# Charts on your mobile phone



## DennisTheTrader (22 July 2008)

Hello

Does anyone here use charts on their mobile phones?  I mean "live" charts where you can see it tick over every 5mins, etc.

If so what services are you using? and costs? I have a mobile application from my CFD provider but it doesn't have charts.


----------



## banjosmyth (24 July 2008)

Hi Dennis 


I'm pretty sure that I was reading a blog somewhere the other day about the new apple iphone and how it was great for trading charts etc.  

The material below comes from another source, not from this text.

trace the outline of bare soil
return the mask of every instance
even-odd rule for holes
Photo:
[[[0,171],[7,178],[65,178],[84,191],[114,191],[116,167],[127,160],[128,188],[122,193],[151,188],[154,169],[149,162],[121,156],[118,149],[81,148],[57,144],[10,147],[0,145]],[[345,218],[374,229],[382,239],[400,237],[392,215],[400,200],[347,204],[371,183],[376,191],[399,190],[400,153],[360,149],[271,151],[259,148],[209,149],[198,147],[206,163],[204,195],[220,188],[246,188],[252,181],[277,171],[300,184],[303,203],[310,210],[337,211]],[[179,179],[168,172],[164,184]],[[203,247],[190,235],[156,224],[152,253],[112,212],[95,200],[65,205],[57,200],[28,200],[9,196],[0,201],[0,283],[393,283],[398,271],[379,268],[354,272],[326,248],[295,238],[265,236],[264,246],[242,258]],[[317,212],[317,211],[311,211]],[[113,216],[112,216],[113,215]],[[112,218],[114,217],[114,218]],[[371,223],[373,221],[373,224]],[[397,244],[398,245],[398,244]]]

Might be wrong but its worth having a look

Cheers 

Banjo Smyth


----------



## SevenFX (24 July 2008)

There few bodies out there that provide charts services on phone, but IMO beleive chartin on a mobile would be more a novality factor more than anything..

As to really appreciate any chart you need 2 see more than 2" X 3" in different timeframes & timelines to name a few considerations.

Better useful for triggered alerts and general market summary IMO.

Though try Commsec with their IPhone development or IG (ugrrrr) & with their Java apps 2 name a few...


----------



## DennisTheTrader (31 July 2008)

Thanks guys for your replies.

Guess what ...."ask and ye shall receive"  haha   ....I just got a newsletter from my CFD provider saying they just released "charts on phones". I installed it and it works well 

I'm just looking at it now, so far the options I have are:
- line chart, candle, mountain or bar chart
- timescale: 5mins, 1hr, 1 day, 1 week, 1 month.


----------